Personal information
- Date of birth: 28 December 1985 (age 40)
- Place of birth: Bangor, Gwynedd, Wales
- Height: 1.77 m (5 ft 9+1⁄2 in)
- Position: Goalkeeper

Youth career
- Menai Bridge Tigers

Senior career*
- Years: Team / Apps / (Gls)
- 2000–2003: Bangor City Girls
- 2003–2012: Liverpool Ladies
- 2008: → Fredericksburg Lady Gunners (loan)
- 2011–2012: Rochdale
- 2013: Chelsea / 1 / (0)
- 2013: Doncaster Rovers Belles / 10 / (0)
- 2014: Reading Women
- 2017–2018: Doncaster Rovers Belles / 5 / (0)
- 2018–2019: Sheffield United / 4 / (0)

International career^{‡}
- 2002–2018: Wales / 64 / (0)

= Nicola Davies (footballer) =

Welsh footballer (born 1985)

Nicola "Nikki" Davies (born 28 December 1985) is a Welsh former football goalkeeper who most recently played for Sheffield United Women. In 2013, she joined FA WSL club Doncaster Rovers Belles, after a long association with Liverpool Ladies and a short spell at Chelsea Ladies. Davies has represented Wales at senior level.

==Club career==
Davies began playing for Menai Bridge Tigers' under-11 boys team. She joined Bangor City in 2000 and was the recognised first choice goalkeeper until she moved to Liverpool in September 2003. While with Liverpool, Davies won the Northern Premier Division in 2003–04 and 2006–07.

In 2009–10 Davies spent a period away from Liverpool while completing Royal Air Force training. She played for Rochdale in the 2011–12 FA Women's Premier League Northern Division to gain match fitness.

After playing for Liverpool in 2012, Davies was named FA WSL goalkeeper of the year. She also won 2012 RAF Sportswoman of the Year. She started the opening two games of the following season for Chelsea in outstanding form, but was then posted to Oman with the RAF, curtailing her campaign.

On the final day of the 2013 women's football transfer window, Davies signed for Doncaster Rovers Belles.

In 2014, Davies joined up with Welsh legend Jayne Ludlow at Reading F.C. Women competing in the newly formed FA WSL 2. She took another break from football in February 2015, to focus on her RAF career, then re-joined Doncaster Rovers Belles ahead of the 2017 FA WSL Spring Series.
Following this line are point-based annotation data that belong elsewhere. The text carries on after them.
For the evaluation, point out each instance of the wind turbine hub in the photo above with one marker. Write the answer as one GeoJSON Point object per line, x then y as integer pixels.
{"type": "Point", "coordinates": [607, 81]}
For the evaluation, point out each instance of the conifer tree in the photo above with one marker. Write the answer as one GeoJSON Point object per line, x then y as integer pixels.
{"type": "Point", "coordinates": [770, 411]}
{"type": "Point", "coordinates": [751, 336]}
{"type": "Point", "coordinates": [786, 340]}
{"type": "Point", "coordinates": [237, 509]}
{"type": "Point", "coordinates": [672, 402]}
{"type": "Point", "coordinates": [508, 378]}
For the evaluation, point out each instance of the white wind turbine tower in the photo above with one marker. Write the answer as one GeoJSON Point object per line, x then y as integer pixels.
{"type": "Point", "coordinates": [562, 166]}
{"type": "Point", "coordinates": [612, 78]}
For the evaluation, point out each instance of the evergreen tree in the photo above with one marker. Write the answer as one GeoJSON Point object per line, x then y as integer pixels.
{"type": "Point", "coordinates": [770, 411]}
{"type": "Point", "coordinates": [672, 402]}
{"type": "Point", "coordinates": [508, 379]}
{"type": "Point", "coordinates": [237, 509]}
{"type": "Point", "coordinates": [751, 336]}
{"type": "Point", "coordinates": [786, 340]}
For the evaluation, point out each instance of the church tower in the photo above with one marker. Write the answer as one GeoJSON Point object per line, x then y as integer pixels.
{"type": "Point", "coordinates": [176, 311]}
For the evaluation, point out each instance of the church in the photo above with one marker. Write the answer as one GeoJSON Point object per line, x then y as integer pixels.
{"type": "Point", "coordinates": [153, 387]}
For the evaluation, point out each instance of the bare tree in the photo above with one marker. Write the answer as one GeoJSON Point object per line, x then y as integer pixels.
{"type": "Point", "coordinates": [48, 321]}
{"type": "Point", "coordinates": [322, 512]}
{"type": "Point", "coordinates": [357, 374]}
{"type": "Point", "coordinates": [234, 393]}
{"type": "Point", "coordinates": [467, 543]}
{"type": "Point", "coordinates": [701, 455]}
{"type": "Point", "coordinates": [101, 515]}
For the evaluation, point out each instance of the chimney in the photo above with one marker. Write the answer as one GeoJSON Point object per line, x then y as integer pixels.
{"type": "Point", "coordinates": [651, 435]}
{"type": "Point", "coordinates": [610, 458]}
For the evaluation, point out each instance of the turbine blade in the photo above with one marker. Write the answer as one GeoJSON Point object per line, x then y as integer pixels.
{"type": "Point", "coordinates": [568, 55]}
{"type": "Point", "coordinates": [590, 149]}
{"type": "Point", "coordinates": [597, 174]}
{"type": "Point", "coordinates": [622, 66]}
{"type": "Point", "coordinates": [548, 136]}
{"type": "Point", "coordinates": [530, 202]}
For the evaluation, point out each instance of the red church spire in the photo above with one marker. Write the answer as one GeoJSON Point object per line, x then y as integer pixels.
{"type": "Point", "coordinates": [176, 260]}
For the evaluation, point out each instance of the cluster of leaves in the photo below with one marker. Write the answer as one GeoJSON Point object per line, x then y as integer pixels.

She announced her retirement from football in July 2019 after spending a season at Sheffield United, where she made four league appearances.

==International career==
Davies represented Wales at U-14 and U-16 level. She also won eight caps at the U-19 level. Her debut for the senior side came against Canada in Lagoa, Portugal, in March 2002.

In August 2010, Davies played for Wales in 2011 FIFA Women's World Cup qualification games against Azerbaijan and Sweden. Her club was listed as RAF. Prior to this, her last game for Wales had been in March 2009 against Poland.

In November 2010, Davies was called up for a friendly against Bulgaria as a Liverpool player again.